The real issue is not whether the 12,000 nuclear weapons now in the U.S. stockpile will explode, but whether they will explode at their designated yield. Significantly, only seven U.S. nuclear tests have "fizzled," either failing to detonate or exploding at a yield much lower than predicted (and nearly all of these tests -- the last of which was in 1978 -- were of experimental devices, not actual production models). With the end of the Cold War, the military need for precise yields to guarantee the destruction of superhardened targets such as missile silos is decidedly less critical. Relatively minor potential degradations in the explosive power of some of our nuclear weapons are unlikely to weaken deterrence (or, as Mr. Schlesinger suggests, spur proliferation), not least because our adversaries and allies will have no idea which weapons, if any, are less "reliable" and, if so, to what degree.

STEPHEN I. SCHWARTZ
Director, U.S. Nuclear Weapons
Cost Study Project
The Brookings Institution
Washington


On Missile Defense

My editorial-page article of Oct. 22 argued that the Air Force and the Clinton administration are spending $11 billion on antimissile laser weapons (ABL) based on Boeing 747s even though the lasers will not penetrate the atmosphere to advertised range and cannot be defended against hos- tile fighters. I said that they are using lasers in this kooky mode rather than optimally because they value compliance with the ABM treaty more than shooting down missiles.

Air Force Vice Chief of Staff Lt. Gen. John J. Jumper (Letters to the Editor, Nov. 17) writes that the Air Force could defend ABL jumbo jets in war zones because it has successfully defended the large Airborne Warning (AWACS) and J-STARS aircraft. But the general knows that whereas AWACS and,T-STARS fly into battle for brief periods and that the military assets they control also defend them, the ABL would have to hover for weeks or months at a time. Is it the administration's position that it would give the ABL fighter screens comparable to those that AWACS enjoys on a round-the-clock basis? Let's be serious.

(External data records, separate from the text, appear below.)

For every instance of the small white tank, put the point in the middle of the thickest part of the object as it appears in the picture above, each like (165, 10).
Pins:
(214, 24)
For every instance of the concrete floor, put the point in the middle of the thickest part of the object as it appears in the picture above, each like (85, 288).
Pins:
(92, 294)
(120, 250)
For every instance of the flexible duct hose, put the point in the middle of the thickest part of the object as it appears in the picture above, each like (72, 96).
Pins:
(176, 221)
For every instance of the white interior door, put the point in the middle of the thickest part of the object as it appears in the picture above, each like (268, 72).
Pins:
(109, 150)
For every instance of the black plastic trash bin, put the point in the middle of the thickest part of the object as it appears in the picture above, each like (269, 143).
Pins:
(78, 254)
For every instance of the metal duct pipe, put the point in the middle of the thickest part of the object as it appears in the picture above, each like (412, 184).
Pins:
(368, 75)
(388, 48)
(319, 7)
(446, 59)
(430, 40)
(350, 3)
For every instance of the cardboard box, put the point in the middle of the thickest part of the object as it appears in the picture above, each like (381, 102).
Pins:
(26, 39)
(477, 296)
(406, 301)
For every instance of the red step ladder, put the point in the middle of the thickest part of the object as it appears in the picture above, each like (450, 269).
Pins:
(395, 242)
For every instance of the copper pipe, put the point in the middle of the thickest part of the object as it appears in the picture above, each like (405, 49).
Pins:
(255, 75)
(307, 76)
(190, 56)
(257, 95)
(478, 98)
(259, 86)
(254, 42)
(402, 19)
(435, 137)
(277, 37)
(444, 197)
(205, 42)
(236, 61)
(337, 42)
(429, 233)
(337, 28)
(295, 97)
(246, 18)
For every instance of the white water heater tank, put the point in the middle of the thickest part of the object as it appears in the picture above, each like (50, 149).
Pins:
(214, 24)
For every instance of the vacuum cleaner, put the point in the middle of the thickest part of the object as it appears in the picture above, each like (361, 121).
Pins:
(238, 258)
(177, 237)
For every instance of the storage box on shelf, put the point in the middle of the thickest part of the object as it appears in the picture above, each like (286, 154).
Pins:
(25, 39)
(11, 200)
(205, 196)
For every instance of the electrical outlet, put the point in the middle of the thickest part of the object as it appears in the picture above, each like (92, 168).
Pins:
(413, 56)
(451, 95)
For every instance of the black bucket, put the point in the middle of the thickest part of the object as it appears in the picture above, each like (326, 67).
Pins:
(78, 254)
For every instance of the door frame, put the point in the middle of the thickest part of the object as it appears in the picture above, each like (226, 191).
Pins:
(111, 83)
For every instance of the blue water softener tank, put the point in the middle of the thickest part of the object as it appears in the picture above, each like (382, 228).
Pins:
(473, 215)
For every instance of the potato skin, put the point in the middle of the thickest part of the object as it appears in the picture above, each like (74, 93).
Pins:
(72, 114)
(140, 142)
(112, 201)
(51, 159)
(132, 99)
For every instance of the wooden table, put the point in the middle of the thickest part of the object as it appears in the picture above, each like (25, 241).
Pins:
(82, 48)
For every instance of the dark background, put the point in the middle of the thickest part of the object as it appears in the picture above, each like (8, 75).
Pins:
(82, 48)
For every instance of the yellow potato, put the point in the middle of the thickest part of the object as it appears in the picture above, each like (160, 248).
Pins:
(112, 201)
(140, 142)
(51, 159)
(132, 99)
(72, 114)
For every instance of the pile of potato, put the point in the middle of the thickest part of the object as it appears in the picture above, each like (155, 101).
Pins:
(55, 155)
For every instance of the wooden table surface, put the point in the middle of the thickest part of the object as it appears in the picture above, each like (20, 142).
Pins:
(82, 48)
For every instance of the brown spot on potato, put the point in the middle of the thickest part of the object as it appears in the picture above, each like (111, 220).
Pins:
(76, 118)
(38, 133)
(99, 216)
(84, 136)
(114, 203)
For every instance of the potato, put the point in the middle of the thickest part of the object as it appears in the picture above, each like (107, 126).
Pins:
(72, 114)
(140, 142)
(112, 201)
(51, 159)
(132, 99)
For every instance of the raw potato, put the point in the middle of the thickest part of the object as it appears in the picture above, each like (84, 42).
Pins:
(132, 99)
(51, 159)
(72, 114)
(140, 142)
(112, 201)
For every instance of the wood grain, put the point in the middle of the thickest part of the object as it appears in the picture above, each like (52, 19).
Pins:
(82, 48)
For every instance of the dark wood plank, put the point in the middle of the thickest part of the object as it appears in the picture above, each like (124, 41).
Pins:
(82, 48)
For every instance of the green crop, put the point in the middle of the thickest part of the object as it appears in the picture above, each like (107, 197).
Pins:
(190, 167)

I had written that the interactions between high-energy lasers and the atmosphere are inherently unpredictable and unmanageable. Gen. Jumper writes that the Air Force and MIT have developed deformable mirrors to measure and counter turbulence: "Observatories now use this once classified technique to take near Hubble quality pictures from the ground." Does the general really want to stake the credibility of the U.S. Air force on the proposition that the interaction of the atmosphere with minute quantities of heterogeneous light is analogous to its interaction with several megawatts of laser flux? Is it really the administration's position that adapting a mirror to correct the deformations of light coming through an otherwise stable column of atmosphere is a problem similar to adapting them to correct for the unknowable atmospheric conditions in the constantly changing path between a moving airplane and a moving missile? By so insulting the intelligence of his readers the general impugns his own integrity.

Gen. Jumper's willingness to bet on the reader's ignorance reflects the Air Force's recent efforts to support the administration's political correctness on missile defense. Chairman Curt Weldon of the House National Security R&D subcommittee recently cut off testimony by Lt. Gen. Lester Lyles, USAF, director of the Ballistic Missile Defense Organization, declaring that he had had enough of being lied to. By worrying less about the administration and more about the country the Air Force would safeguard its credibility.